Needless to say, qualified immunity is awful, and it’s one of the few areas of constitutional law that even conservatives manage to get right on a regular basis. Justice Clarence Thomas, seldom noted for bleeding-heart sentiments, would prefer to revisit and restrict the doctrine.

But eliminating qualified immunity wouldn’t have preserved Tekoh’s remedy. Rather than saying there was a limit on his statutory right to recover against the police who mistreated him, the court took the more circuitous route of saying the police’s misdeeds didn’t even fall within the realm of civil rights protection. That requires reading the protection of rights secured by the “laws” to protect only those secured by statutory law rather than judicially derived common law. And if that’s the case, any statute or right we have that isn’t explicitly protected by the constitution — determined by six antidemocratic conservative justices after consulting 18th century history — is on the chopping block.

This decision isn’t just about the protection of the Miranda warning: It’s also a test balloon for stripping away constitutional rights to the point that cops can declare open season on Black and Brown people.

And we know where that leads. Give police a superpower and they’ll use it to abuse Black and Brown people, trans people, mentally ill people, religious minorities, sex workers, and immigrants. Without the Miranda warning, plenty of other tactics might come back into play. Is threatening a defendant outside of the courtroom to get a written confession really compelled? Sure, it is under current precedents, but the Supreme Court has shown a remarkable disregard for those lately. And if that falls, what’s to say that torture outside of a courtroom remains a constitutional violation? The court could trash qualified immunity, but if our underlying rights vanished, too, what good would it do?

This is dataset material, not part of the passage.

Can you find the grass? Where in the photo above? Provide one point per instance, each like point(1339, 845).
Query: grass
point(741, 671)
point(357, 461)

Plenty of cops see themselves as Harry Callahan, portrayed by Clint Eastwood in “Dirty Harry,” who is prevented from busting the bad guys by some perverted notion that criminals might have rights. They can barely restrain themselves from violating the rights of people they encounter on the street as it is. This decision isn’t just about the protection of the Miranda warning: It’s also a test balloon for stripping away constitutional rights to the point that cops can declare open season on Black and Brown people.

Brandon Hasbrouck is a Washington and Lee University School of Law assistant professor who researches and teaches in the areas of criminal law, criminal procedure, movement law, and abolition.